Per una cifra non superiore ai 25'800 franchi (fatta la conversione), Robert, architetto, e Samantha, infermiera pediatrica, hanno realizzato il loro sogno: avere una casa di proprietà. Certo, la superficie della loro nuova dimora non supera i 19 m2, ma per la coppia non ha importanza. L'aspetto cruciale del progetto sta nella possibilità di costruire personalmente la propria casa. Per quattordici mesi, tutti i loro week end sono stati dedicati al bricolage. In seguito, hanno donato le cose «superflue» ai loro amici e familiari, per trasferirsi infine nella nuova casa.

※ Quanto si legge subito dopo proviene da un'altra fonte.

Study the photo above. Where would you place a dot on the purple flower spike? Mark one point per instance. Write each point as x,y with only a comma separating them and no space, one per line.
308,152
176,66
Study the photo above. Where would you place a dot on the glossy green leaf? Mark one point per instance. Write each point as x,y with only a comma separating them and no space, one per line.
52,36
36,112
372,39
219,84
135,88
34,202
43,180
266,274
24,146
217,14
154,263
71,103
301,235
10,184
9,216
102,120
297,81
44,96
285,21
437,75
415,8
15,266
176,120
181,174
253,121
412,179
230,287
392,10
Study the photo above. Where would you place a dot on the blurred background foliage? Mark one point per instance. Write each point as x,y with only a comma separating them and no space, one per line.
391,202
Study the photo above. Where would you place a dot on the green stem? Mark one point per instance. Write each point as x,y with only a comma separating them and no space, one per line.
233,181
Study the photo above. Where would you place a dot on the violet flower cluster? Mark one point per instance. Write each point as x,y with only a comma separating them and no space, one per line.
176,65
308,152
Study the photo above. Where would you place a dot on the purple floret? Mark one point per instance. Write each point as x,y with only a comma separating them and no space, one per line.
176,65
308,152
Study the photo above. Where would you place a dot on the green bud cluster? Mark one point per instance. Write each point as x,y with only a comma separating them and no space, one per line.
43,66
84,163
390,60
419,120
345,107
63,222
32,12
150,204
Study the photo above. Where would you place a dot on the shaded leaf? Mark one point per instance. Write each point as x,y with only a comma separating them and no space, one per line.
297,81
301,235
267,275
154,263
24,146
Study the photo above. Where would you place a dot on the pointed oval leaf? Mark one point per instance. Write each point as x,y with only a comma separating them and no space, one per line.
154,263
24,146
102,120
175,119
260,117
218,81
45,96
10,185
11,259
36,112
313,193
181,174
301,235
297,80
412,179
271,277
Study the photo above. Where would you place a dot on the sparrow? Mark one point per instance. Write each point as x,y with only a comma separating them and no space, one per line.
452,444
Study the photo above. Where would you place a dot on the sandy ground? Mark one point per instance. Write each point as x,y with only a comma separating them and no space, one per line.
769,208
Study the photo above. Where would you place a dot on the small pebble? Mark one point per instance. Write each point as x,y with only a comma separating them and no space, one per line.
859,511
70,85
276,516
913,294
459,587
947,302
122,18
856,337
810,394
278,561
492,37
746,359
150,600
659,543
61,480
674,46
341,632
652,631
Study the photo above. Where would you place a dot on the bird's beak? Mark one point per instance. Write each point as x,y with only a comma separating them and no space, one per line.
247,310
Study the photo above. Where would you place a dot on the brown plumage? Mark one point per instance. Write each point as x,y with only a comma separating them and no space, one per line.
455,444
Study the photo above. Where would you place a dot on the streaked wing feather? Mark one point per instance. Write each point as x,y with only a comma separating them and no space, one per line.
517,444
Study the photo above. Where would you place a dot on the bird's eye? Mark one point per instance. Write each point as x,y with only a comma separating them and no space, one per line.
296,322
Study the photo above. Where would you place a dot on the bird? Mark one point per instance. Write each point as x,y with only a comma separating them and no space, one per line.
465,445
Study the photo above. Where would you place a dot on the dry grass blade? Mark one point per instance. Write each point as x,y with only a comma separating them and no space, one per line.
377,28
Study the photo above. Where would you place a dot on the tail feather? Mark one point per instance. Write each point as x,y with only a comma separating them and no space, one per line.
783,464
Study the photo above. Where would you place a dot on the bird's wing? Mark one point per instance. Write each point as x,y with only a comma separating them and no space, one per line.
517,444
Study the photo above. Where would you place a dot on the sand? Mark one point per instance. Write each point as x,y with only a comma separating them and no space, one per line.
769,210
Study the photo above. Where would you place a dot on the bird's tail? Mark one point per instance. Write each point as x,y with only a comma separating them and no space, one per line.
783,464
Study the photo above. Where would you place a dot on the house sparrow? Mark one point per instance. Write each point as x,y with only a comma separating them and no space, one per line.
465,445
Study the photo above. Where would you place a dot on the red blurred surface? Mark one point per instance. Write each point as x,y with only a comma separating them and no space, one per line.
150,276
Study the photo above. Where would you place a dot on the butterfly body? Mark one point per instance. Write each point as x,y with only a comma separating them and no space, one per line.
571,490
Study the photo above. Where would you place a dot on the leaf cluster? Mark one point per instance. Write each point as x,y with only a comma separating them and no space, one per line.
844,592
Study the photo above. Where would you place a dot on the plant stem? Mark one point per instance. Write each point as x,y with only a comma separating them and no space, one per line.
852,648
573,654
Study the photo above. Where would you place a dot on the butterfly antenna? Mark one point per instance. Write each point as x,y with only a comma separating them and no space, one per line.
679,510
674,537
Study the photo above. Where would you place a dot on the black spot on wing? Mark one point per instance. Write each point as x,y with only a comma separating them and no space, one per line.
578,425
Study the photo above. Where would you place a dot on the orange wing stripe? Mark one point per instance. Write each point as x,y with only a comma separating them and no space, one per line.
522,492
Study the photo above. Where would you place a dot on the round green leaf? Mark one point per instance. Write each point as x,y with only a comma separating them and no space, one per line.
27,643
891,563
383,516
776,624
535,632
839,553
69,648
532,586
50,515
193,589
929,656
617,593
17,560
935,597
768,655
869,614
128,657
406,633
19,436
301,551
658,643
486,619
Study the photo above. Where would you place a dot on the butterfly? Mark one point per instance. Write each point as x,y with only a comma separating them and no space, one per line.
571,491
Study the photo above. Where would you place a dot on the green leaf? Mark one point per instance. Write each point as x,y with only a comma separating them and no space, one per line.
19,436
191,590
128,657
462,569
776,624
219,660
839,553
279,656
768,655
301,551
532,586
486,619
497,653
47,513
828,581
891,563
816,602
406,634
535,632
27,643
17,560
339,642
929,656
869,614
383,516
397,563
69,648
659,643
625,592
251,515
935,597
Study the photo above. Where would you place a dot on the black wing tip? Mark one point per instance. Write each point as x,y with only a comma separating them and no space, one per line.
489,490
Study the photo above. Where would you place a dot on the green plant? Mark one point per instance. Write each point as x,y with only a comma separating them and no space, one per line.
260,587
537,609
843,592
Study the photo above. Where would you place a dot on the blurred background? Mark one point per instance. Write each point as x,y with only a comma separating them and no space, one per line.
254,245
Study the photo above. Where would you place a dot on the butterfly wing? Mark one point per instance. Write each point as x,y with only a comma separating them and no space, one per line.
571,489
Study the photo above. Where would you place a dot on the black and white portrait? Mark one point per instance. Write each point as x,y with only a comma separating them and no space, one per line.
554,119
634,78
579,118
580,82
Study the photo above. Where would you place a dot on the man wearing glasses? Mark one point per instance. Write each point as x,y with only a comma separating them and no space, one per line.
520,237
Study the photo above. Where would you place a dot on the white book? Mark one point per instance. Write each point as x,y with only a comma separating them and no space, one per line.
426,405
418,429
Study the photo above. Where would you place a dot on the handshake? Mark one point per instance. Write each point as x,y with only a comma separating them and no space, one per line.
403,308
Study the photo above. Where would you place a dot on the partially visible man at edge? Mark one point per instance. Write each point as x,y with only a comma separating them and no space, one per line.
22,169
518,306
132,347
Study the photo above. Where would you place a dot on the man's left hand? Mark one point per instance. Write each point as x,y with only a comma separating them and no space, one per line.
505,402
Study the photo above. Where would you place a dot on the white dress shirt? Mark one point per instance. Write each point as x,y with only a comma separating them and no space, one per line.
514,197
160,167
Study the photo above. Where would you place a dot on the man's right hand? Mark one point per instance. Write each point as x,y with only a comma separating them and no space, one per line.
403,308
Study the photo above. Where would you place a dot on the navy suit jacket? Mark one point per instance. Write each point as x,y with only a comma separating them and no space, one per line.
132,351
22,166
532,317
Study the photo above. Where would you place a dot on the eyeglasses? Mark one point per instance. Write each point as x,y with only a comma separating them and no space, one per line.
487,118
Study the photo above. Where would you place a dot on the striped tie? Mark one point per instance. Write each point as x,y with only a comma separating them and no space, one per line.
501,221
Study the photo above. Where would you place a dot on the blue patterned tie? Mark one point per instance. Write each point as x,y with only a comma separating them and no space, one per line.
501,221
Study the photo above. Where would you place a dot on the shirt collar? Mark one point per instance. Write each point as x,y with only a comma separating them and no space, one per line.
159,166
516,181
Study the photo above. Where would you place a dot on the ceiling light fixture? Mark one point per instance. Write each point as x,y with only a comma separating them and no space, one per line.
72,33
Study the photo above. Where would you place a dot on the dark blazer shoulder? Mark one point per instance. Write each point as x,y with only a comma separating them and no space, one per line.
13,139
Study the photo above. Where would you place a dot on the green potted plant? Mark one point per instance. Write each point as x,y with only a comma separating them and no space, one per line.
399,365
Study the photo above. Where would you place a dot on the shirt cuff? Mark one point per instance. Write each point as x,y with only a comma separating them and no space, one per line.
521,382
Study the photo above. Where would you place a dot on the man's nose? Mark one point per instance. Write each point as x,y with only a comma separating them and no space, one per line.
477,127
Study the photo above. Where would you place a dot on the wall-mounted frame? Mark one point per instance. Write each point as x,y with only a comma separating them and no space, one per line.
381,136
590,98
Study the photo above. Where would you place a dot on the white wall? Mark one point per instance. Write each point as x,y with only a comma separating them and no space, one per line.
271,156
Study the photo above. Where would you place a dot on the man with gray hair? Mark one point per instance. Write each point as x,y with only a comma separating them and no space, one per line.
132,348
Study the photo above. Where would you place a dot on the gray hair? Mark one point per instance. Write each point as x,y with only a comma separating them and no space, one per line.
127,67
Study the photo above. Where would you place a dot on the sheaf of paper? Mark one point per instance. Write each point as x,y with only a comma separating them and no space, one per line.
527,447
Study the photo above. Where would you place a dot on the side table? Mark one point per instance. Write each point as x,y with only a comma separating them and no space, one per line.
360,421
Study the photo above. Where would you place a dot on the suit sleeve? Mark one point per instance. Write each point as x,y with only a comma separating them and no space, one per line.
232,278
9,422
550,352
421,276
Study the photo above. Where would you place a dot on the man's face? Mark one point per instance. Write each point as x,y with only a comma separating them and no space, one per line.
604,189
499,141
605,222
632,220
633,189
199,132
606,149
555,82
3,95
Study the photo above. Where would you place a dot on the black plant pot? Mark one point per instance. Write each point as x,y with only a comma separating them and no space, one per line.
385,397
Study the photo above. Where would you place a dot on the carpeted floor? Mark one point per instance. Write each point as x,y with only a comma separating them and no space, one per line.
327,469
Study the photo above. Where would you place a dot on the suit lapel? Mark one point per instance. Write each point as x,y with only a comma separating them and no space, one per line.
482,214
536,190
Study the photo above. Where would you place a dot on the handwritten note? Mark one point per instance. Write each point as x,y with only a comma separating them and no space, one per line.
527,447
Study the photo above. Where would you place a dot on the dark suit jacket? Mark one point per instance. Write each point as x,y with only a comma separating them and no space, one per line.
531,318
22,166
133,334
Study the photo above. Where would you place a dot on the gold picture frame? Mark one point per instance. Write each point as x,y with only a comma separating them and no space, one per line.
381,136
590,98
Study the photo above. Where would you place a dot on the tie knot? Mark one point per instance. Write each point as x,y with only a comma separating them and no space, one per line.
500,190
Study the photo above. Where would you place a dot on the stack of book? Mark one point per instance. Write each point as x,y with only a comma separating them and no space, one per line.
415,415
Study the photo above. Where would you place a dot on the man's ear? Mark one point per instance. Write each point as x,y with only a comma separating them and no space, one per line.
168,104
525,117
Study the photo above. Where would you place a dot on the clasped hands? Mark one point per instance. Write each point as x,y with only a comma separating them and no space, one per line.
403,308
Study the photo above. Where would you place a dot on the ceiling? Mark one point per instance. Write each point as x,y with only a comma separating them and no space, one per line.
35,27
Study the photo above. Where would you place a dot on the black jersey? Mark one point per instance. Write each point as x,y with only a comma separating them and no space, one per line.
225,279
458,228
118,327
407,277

«Prima vivevamo in un grande appartamento. La temperatura era glaciale d'inverno e soffocante d'estate», ricorda Robert. «Oggi lo spazio a nostra disposizione è senz'altro ridotto, ma abbiamo tutto il necessario.» La nascita della loro bambina, Aubrin Sage, li ha posti di fronte ad una nuova sfida. «All'inizio pensavamo che non sarebbe andata bene. Tuttavia avevamo risparmiato così tanto denaro grazie alla nuova casa da poterci permettere di viziare il nostro piccolo raggio di sole, cosa che probabilmente non sarebbe stata possibile nella nostra situazione precedente.»

In seguito non sono più sorti dubbi. «Siamo diventati genitori per la prima volta e abbiamo sempre vissuto con nostra figlia nella "Tiny House", non conosciamo altra realtà. Il vantaggio di tale sistemazione, è che è impossibile perdere di vista la bambina», confida Robert.

Anche Samantha trova la vita famigliare in una «Tiny House» molto pratica: «Lo spazio non è la mia priorità. Mentre lo sono le nostre finanze. La realtà contemporanea ci spinge a cambiare spesso impiego e quindi a traslocare di frequente. Grazie a questa casa, possiamo lavorare di meno e mantenerci ugualmente a galla. Ci godiamo la vita con nostra figlia fino in fondo.»

Per fare in modo che la casa sia sempre consona ad ospitare la piccola Aubrin, la sua struttura viene spesso adattata allo sviluppo e ai bisogni della bambina. La casa evolve, quindi, parallelamente alla crescita di Aubrin. Inoltre, se l'abitazione dovesse un giorno risultare troppo piccola per la figlia, la coppia non esclude un ritorno alla normalità: «La casa nella quale viviamo deve essere adatta a tutti noi. Fintanto che al suo interno ci sentiremo a casa, vi resteremo.»